Abstract
Joint work with S. R. McAllister.
The protein folding question has developed over the past four decades as one of the most challenging and potentially rewarding problems in computational biology. Three general classes of algorithms have emerged, based on the techniques of comparative
modeling, fold recognition, and first principles methods. For a detailed summary of protein structure prediction methods, the reader
is directed to two recent reviews [1,2]. Within the field of protein structure prediction, the packing of alpha-helices has been one of the more difficult problems. The use of distance constraints and topology predictions can be highly useful for reducing the conformational space that must be searched by deterministic algorithms to find a protein structure of minimum conformational energy.
We present a novel first principles framework to predict the structure of alpha-helical proteins.

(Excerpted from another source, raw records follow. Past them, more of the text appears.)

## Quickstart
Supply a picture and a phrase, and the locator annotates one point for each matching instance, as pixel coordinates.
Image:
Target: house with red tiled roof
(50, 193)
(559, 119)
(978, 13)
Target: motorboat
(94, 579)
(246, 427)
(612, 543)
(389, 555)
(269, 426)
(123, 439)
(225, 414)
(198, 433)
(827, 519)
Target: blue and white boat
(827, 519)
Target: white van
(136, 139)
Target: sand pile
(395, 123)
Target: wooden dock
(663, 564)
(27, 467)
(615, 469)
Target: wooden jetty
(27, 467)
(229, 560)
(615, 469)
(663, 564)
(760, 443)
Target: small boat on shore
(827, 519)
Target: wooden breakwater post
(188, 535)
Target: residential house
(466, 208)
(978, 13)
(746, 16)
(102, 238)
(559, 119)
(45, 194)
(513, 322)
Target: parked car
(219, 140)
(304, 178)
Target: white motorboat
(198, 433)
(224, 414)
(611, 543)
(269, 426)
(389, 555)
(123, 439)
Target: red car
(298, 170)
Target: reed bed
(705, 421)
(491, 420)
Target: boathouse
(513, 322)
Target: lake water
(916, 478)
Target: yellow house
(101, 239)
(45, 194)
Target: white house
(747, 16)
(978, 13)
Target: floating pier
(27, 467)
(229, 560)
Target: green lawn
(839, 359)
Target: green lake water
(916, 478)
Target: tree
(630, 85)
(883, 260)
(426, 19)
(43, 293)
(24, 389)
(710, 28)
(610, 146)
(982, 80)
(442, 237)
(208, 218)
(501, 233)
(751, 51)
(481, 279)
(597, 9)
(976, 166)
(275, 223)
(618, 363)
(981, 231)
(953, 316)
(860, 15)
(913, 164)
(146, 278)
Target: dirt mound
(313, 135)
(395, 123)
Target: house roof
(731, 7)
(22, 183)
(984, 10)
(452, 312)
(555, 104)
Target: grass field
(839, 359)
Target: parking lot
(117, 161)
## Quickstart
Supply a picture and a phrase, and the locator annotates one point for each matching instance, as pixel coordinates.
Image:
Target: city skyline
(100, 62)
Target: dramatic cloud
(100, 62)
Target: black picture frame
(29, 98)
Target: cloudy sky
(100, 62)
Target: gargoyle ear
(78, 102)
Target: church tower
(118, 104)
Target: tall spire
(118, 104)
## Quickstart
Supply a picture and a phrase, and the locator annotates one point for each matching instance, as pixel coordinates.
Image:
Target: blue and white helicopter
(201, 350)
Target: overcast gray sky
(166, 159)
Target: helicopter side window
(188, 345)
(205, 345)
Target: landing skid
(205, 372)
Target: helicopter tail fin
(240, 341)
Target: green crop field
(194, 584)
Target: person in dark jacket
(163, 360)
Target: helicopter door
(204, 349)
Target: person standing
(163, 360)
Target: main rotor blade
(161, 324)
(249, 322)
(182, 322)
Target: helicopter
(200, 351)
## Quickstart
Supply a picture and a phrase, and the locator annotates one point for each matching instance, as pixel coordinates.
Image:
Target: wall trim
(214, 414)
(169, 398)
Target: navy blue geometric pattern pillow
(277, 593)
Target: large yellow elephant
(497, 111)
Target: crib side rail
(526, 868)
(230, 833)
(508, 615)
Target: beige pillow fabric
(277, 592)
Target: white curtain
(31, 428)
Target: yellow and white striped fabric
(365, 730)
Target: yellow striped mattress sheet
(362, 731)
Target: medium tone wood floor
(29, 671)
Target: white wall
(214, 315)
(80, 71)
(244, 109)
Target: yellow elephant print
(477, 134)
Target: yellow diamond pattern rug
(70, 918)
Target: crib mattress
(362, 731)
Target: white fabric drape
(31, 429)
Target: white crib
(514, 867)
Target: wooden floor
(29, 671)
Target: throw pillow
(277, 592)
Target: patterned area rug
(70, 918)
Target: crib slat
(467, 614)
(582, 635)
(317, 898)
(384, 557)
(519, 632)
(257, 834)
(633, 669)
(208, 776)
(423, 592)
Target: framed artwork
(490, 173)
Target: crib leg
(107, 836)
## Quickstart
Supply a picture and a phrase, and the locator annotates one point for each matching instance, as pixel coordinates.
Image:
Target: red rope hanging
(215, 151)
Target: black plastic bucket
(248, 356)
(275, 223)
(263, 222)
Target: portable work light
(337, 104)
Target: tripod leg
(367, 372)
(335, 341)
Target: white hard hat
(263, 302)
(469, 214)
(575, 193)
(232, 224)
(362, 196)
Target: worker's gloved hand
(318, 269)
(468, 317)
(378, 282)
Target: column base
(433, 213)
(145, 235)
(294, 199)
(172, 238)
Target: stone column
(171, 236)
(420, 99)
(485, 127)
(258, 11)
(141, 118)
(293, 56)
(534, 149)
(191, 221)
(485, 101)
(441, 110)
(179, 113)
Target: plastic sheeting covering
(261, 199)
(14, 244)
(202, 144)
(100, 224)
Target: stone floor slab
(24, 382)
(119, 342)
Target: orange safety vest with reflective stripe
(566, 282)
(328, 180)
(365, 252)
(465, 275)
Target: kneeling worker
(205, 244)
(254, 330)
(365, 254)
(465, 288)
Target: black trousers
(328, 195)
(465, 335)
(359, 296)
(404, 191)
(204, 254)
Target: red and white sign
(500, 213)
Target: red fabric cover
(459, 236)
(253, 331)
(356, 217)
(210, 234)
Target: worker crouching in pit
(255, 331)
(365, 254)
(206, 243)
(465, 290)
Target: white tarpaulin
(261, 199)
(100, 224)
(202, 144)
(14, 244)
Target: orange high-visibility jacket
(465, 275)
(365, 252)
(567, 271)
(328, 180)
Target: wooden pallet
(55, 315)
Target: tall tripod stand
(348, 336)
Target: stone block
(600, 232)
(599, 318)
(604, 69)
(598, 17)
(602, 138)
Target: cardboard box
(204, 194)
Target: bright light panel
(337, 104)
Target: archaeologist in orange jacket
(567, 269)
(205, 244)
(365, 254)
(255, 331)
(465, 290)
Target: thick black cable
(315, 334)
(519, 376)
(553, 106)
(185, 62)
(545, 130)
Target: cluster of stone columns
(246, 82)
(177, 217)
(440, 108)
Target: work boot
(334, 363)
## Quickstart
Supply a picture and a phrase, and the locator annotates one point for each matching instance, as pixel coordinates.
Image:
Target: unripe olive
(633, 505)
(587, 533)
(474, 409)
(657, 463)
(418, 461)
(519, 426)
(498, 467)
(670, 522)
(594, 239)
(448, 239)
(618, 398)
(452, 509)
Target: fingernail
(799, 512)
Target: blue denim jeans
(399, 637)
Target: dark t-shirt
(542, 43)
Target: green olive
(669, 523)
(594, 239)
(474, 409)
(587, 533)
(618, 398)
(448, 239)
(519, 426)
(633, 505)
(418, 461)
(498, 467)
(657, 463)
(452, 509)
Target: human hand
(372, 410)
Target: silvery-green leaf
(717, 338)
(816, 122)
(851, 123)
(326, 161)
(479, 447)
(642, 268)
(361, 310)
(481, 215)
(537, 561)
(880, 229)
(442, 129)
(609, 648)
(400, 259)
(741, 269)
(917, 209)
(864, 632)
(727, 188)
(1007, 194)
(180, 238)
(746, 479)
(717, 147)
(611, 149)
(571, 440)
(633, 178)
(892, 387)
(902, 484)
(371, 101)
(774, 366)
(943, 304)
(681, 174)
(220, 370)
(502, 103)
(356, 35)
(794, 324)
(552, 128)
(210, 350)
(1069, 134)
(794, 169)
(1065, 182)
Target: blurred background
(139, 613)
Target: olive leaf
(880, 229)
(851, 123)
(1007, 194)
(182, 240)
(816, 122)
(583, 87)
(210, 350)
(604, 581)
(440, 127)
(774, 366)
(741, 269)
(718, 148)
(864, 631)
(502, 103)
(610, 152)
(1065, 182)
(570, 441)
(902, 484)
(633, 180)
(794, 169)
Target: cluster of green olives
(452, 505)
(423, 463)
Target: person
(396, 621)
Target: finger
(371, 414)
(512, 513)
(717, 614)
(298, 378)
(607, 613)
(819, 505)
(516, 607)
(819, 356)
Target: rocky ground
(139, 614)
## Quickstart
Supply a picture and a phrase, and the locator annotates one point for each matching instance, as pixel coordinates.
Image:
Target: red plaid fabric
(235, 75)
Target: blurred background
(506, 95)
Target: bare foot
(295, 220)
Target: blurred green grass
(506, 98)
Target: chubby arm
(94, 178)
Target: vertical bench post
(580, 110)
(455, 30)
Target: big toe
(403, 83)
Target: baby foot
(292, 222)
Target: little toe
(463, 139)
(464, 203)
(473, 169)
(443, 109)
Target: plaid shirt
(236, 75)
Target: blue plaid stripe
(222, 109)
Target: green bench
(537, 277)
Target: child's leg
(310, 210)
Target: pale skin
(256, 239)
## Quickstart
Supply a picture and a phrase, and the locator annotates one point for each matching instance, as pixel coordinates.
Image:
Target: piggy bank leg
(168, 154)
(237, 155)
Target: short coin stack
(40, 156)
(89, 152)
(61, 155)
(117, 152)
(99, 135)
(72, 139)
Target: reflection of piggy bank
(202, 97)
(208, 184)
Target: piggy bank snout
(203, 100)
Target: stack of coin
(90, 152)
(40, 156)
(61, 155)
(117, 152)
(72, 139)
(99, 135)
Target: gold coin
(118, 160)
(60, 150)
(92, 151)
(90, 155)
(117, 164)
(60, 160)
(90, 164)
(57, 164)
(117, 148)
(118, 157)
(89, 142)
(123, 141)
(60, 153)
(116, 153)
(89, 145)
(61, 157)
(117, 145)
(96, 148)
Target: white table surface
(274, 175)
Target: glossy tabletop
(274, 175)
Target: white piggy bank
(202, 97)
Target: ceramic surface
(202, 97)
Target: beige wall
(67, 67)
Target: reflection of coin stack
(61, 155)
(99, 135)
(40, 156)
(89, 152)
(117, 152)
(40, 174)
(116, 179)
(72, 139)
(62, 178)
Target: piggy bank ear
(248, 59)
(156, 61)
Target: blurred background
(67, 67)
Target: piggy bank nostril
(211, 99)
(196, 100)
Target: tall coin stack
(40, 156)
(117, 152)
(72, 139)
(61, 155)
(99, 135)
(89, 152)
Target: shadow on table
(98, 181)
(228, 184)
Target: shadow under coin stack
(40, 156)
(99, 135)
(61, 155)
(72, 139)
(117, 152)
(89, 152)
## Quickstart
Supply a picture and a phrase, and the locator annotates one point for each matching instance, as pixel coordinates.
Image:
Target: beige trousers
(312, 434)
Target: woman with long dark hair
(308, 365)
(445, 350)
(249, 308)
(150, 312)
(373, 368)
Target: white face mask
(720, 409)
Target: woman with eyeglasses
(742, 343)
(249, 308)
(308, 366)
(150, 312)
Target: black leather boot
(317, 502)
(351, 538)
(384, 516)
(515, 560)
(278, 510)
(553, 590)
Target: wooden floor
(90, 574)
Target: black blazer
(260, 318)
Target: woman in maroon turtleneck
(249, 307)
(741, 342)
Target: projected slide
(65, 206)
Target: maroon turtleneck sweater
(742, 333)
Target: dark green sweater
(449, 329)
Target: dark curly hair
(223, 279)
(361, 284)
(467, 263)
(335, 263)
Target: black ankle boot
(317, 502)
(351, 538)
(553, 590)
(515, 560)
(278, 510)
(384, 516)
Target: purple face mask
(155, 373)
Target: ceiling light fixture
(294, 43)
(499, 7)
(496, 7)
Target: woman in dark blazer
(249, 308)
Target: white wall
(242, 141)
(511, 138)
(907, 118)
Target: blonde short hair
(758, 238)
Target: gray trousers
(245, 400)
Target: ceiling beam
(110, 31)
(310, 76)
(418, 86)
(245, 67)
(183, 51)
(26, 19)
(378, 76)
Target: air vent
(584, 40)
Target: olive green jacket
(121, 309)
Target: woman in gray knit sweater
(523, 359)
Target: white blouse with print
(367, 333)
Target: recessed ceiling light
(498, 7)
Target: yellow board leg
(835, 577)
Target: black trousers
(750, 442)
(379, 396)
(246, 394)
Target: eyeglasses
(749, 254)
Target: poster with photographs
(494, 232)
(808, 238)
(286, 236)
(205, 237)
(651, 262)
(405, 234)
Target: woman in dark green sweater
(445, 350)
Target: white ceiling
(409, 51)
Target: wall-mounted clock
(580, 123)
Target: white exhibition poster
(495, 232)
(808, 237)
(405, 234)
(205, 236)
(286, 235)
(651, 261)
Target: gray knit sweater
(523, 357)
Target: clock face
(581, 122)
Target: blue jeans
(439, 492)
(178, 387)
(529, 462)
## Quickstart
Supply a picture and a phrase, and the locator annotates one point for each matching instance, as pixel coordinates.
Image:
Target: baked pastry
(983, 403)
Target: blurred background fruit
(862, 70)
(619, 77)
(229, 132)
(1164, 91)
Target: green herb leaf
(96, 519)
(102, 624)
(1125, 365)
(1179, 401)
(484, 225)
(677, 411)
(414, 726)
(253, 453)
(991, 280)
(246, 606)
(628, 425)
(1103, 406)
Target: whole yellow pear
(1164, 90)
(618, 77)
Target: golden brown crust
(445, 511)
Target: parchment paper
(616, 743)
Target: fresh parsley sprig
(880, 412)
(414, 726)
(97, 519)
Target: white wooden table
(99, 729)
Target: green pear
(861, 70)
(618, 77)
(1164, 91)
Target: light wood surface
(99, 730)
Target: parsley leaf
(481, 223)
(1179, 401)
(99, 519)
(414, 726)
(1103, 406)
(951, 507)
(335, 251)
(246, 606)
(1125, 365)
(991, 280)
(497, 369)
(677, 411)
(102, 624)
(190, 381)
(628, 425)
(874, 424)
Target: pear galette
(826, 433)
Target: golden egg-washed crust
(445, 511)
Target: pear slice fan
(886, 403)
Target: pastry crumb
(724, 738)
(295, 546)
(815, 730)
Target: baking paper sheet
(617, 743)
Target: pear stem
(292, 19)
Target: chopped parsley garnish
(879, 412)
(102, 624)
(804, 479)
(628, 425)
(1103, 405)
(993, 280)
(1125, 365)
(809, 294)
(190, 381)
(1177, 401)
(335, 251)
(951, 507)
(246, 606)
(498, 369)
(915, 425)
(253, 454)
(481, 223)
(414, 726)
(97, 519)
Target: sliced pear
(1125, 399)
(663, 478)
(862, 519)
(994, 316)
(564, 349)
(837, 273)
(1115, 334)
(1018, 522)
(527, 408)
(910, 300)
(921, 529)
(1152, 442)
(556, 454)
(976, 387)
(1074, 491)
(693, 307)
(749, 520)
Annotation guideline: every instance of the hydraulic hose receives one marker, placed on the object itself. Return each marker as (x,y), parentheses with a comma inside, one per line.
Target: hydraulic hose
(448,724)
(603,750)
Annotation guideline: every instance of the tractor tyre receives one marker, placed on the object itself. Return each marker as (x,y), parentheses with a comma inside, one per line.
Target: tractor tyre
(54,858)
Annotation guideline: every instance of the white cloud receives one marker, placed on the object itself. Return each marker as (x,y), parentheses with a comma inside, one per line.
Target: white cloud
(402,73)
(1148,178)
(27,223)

Given the location of the alpha-helical regions, a mixed-integer linear optimization model maximizes the interhelical residue contact probabilities to generate distance restraints
between alpha-helices [3]. Two levels of this formulation allow the prediction of both ``primary'' contacts between a helical pair
as well as the prediction of ``wheel'' contacts, one helical turn beyond the primary contacts. These predictions are subject to a
number of mathematical constraints to disallow sets of contacts that cannot be achieved by a folded protein. The interhelical contact prediction for alpha-helical proteins was evaluated on 26 proteins, where it identified an average contact distance below 11.0 Angstroms for the entire set.
A related optimization-based approach is proposed for the prediction of alpha-helical contacts in mixed alpha/beta proteins [4]. This contact prediction is based on the maximization of the number and hydrophobicity of hydrophobic interactions. The allowable sets of contacts is restricted based on knowledge or prediction of the beta-sheet topology and a number of distance geometry rules and constraints. The interhelical contact prediction for alpha/beta proteins was evaluated on 12 test proteins, where it identified an average contact distance below 11.0 Angstroms for 11 of these proteins.
The distance restraints from the interhelical contacts are then used to restrict the feasible space of the protein during the prediction of the tertiary structure using a hybrid optimization algorithm [5,6]. This tertiary structure prediction approach combines torsion angle dynamics and rotamer optimization with a deterministic global optimization technique (alphaBB) and a stochastic optimization technique
(conformational space annealing) to minimize a detailed atomistic-level energy function. The tertiary structure prediction results are promising and are highlighted by the exciting, near-native blind prediction of a de novo designed 4-helix bundle protein.
[1] Floudas CA, Fung HK, McAllister SR, Monningmann M, and Rajgaria R. Advances in Protein Structure Prediction and De Novo Protein Design: A Review. Chem Eng Sci. 2006;61: 966-988.
[2] Floudas CA. Computational Methods in Protein Structure Prediction. Biotechnol Bioeng. 2007;97:207-213.
[3] McAllister SR, Mickus BE, Klepeis JL, and Floudas CA. A Novel Approach for Alpha-Helical Topology Prediction in Globular
Proteins: Generation of Interhelical Restraints. Prot Struct Funct Bioinf. 2006;65:930-952.
[4] McAllister SR and Floudas CA. Alpha-helical Residue Contact Prediction in Mixed Alpha/Beta Proteins Using Mixed-Integer Linear Programming. In preparation, 2007.
[5] Klepeis JL and Floudas CA. ASTRO-FOLD: A Combinatorial and Global Optimization Framework for Ab Initio Prediction of
Three-dimensional Structures of Proteins from the Amino Acid Sequence. Biophys J, 2003;85:2119-2146.
[6] McAllister SR and Floudas CA. An Improved Hybrid Global Optimization Method for Protein Tertiary Structure Prediction. In preparation, 2007.